Parei numa frase que, de tão importante que a achei, fiquei murmurando pra mim mesmo, morrendo de medo de que a esquecesse. Após o show pude anotá-la em meu celular. Era: O que é a responsabilidade senão um nome à parte do poder de Deus que nos cabe? O texto tomou alguma forma, ganhou título, já não sei mais se na profundidade do meu sentimento, ou se depois, durante meus sonhos. Mas sei que queria muito escrevê-lo, não tão diferentemente do sonho que tentamos lembrar. Hoje, com disposição, eu tive espaço e tempo de escrever. Mas, incapaz de colocar sentimentos nas minhas palavras, escrevi um texto dissertativo demais, apesar das camadas de literatura e autobiografia que o permeiam, de que gosto muito. Ele aqui:

Quando alguém comete um erro ou nos machuca, dói muito mais uma eventual reação apática do alguém do que o próprio erro ou machucado. Dói muito mais quando o alguém não se toma por responsável pela dor infligida. Nós nos machucamos com a falta de responsabilidade do outro.
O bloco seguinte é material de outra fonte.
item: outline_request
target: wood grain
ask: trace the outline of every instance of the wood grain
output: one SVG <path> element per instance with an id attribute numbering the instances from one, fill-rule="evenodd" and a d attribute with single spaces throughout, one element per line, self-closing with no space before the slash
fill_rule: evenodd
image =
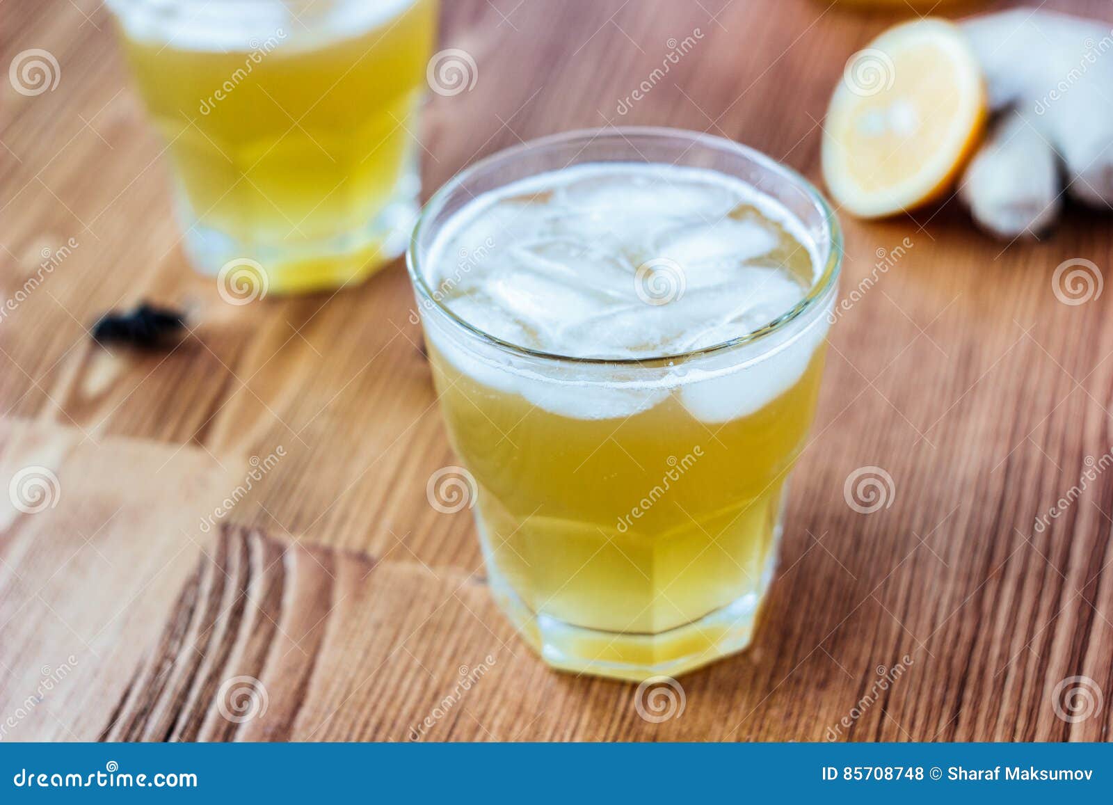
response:
<path id="1" fill-rule="evenodd" d="M 1113 21 L 1097 0 L 1047 7 Z M 833 330 L 755 646 L 683 677 L 682 716 L 653 724 L 633 686 L 549 671 L 491 602 L 467 512 L 426 503 L 454 459 L 401 264 L 335 295 L 224 304 L 180 252 L 107 10 L 9 0 L 0 16 L 3 63 L 46 48 L 61 66 L 53 91 L 0 87 L 0 296 L 43 248 L 78 244 L 0 318 L 0 481 L 43 465 L 61 482 L 49 511 L 0 511 L 0 725 L 26 711 L 2 737 L 1107 738 L 1113 708 L 1066 720 L 1055 700 L 1077 676 L 1113 697 L 1113 484 L 1072 492 L 1113 445 L 1110 296 L 1062 304 L 1051 276 L 1113 265 L 1109 218 L 1072 209 L 1050 238 L 1003 244 L 954 204 L 844 216 L 843 295 L 878 278 Z M 446 1 L 443 47 L 479 79 L 429 102 L 426 192 L 520 139 L 608 124 L 707 130 L 817 179 L 830 88 L 895 19 L 820 0 Z M 101 312 L 140 298 L 190 306 L 179 346 L 90 342 Z M 203 532 L 279 448 L 219 539 Z M 844 484 L 871 465 L 895 491 L 863 514 Z M 266 690 L 265 714 L 221 715 L 235 677 Z"/>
Ser responsável por algo ou alguém é das mais pesadas tarefas, porque há uma relação direta com a nossa competência de cuidar do algo e, portanto, com a imagem que temos da nossa própria força e capcidade. E, é claro, com a culpa – que talvez nada mais seja do que o encontro com a própria fraqueza. Franqueza.

Esquivar da responsabilidade é, portanto, esquivar do eventual confronto dos próprios limites, da finitude de si. Provavelmente com esse bonito sentimento, de fazê-los infinitos, muitos pais privam ao máximo seus filhos de responsabilidades .
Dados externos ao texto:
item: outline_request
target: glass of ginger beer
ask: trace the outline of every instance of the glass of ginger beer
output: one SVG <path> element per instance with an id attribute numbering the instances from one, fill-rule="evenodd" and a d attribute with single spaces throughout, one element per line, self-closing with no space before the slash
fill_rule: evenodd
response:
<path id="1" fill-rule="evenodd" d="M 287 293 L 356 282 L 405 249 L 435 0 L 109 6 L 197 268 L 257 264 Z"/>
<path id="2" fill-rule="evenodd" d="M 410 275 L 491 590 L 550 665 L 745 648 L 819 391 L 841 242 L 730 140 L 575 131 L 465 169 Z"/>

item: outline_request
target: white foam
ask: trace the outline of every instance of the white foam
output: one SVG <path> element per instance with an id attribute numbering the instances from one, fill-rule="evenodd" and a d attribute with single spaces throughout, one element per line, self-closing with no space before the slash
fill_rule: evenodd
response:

A crueldade desse romantismo que se atribui à geração vindoura, dessa idealização da infância, dessa transferência de sonhos à prole, é raramente reparada. O ápice desse processo se encontra na desapropriação de si mesmo – em que nem pelo próprio corpo tem a criança condições de zelar.

A isso, mesmo a barbárie capitalista serviria, numa idéia de que o próprio corpo é uma propriedade, que deve ser cuidada, estimada, em que se deve investir.

Esse sorriso com que brinca a criança de cair, é o mesmo presente no choro quando percebe ela, já adolescente, que não olhar por onde se anda pode fazê-la esbarrar em alguém. Talvez fazer esse outro alguém cair.

Os pais, ao cuidar desses pequenos jardins, não podem viver por eles, através deles. Porque aí esses eles não vivem. Não tomar responsabilidade pelo que se é, pelo que se faz, é muito próximo de não viver.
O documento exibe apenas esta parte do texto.